Me miraba con toda atención.

—El objeto principal que me ha hecho volver, señor Duluth, ha sido el de averiguar si hubo nuevos trastornos en el Dagonet.

Me dejé caer en una silla.

—Sí —dije—, hubo una infinidad de nuevos trastornos. Todo el teatro Dagonet es un enorme y diabólico trastorno. —Y agregue sombrío—: Me gustaría estar solo en una isla desierta con tres cocoteros, la Enciclopedia Británica y un camello.

Pude darme cuenta por la expresión del doctor Lenz de que tomaba esta observación como un síntoma manifiesto de una psicosis maníaco-depresiva. Sin embargo, no hizo ningún comentario sobre ella; se limitó a decir:

—¿Quiere usted referirme todo lo que ha ocurrido?

Se lo referí. Fue el relato más triste y desdichado que había hecho en mi vida.

Lenz no respondió en seguida e Iris intervino con viveza:

—De cualquier manera, lo ocurrido hoy prueba que la reconstrucción del doctor Lenz es absolutamente exacta; me refiero al hombre que se habría fabricado una máscara de arcilla y ocultado en ese ropero. Encuentro asombrosa la forma en que el doctor Lenz lo descubrió.

—Más asombrosa es la forma en que tú sabes escuchar a través del ojo de las cerraduras —repliqué. Iris rechazó esta maliciosa interrupción con un encogimiento de hombros. Yo continué—: Si lograra explicarnos la relación que hay entre la mujer de la piel color claro y el hombre con la máscara de arcilla, diría que es un mago.

Los dos esperamos que Lenz hablara. Al fin, luego que sus dedos hubieron recorrido de arriba abajo su perilla, dijo:

—Debo confesar que la situación se va tornando sumamente confusa. No cabe duda de que hubo reacciones a nuestro “reactivante”, pero han sido reacciones de todo punto distintas a las que yo esperaba. —Hizo una pausa y prosiguió—: Si usted recuerda, señor Duluth, yo había apuntado que existía más de un hilo misterioso en el Dagonet. Ahora comienzo a ver que debe haber varios, varios tal vez, sin conexión directa con otros.

Aquello era el acabose.

—¡Varios hilos! —exclamé—. Tenemos buena cantidad de ellos. Tenemos…

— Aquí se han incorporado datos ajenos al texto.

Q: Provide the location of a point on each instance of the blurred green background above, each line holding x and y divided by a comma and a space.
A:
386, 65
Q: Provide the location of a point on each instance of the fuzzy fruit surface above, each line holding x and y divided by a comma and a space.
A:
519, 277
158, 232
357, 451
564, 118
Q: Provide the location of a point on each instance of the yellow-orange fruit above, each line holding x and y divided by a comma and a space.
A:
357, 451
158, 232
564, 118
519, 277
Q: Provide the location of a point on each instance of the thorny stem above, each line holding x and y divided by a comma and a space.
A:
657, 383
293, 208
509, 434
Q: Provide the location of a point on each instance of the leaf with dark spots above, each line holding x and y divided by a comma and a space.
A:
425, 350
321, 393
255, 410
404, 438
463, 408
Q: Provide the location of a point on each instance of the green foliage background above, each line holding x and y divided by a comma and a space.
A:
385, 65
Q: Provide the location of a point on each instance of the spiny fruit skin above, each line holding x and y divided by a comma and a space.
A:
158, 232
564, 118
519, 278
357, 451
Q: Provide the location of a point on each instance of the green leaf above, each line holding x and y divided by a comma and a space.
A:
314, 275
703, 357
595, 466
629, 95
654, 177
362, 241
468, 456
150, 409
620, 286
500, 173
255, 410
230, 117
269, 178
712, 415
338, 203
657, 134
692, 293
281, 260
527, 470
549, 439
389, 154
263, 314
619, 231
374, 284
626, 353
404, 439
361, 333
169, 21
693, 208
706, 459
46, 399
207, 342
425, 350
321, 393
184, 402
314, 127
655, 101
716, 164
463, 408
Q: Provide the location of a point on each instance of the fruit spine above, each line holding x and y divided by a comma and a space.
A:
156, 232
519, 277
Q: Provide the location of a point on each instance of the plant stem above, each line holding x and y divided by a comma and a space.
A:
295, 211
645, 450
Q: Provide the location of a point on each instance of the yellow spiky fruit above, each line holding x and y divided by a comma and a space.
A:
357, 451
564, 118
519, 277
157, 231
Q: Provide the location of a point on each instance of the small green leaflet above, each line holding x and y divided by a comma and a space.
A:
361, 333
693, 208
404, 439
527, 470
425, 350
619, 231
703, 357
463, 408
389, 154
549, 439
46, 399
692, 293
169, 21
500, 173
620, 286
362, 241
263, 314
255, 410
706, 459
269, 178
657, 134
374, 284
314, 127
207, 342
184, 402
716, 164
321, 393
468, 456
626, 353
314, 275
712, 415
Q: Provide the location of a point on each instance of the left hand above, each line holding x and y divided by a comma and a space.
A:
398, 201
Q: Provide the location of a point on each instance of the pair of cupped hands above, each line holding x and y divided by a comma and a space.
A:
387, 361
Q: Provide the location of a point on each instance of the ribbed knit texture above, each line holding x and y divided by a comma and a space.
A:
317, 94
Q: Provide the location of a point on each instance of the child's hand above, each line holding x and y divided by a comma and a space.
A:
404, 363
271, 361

—Muéstrale al doctor Lenz tu lista, querido —me interrumpió Iris—. Será mucho menos penoso así.

Obediente saqué la lista de los trece desastres y se la tendí al doctor Lenz. Mientras la leía su rostro permaneció sereno, con olímpica calma. Me devolvió la lista.

—Esto es muy interesante, señor Duluth, pero creo que usted exagera un tanto. Mañana pensaré seriamente en este asunto. Tengo muchas esperanzas de que podré hallar una explicación satisfactoria. Entretanto se ha hecho tarde.

Esto, a todas luces, era uno de los edictos típicos de Lenz, que podrían expresarse con la frase “no se aflijan, chicos”. Mas, punto menos que por vez primera desde que yo lo conocía, su tono no resultaba convincente. A pesar de su extraordinaria placidez, bien sabía que tenía tan pocas esperanzas como yo de hallar una explicación satisfactoria.

Una vez que me despedí de Iris, con un beso, el doctor Lenz se retiró al baño, desde donde se oyó un fuerte ruido de dientes al ser cepillados. Reapareció, resplandeciente en su camisón de franela gris.

Nunca le había visto tan majestuoso.

Me miró con gravedad y dijo:

—Anoche, señor Duluth, hallé un tanto reducida la habitación para realizar mis ejercicios nocturnos.

¿Tiene usted algún inconveniente en que los haga aquí?

Por supuesto, dije que no. Al retirarme a mi dormitorio, le eché una última ojeada mientras yacía de espaldas en el piso, moviendo solemnemente las piernas en el aire, en forma rítmica que hacía pensar en la carrera ciclista de los seis días.

No tengo idea de cuánto tiempo permaneció así. Pero sí sé que hasta en camisón y con las piernas al aire no necesitaba el doctor Lenz hacer ningún esfuerzo para conservar su dignidad.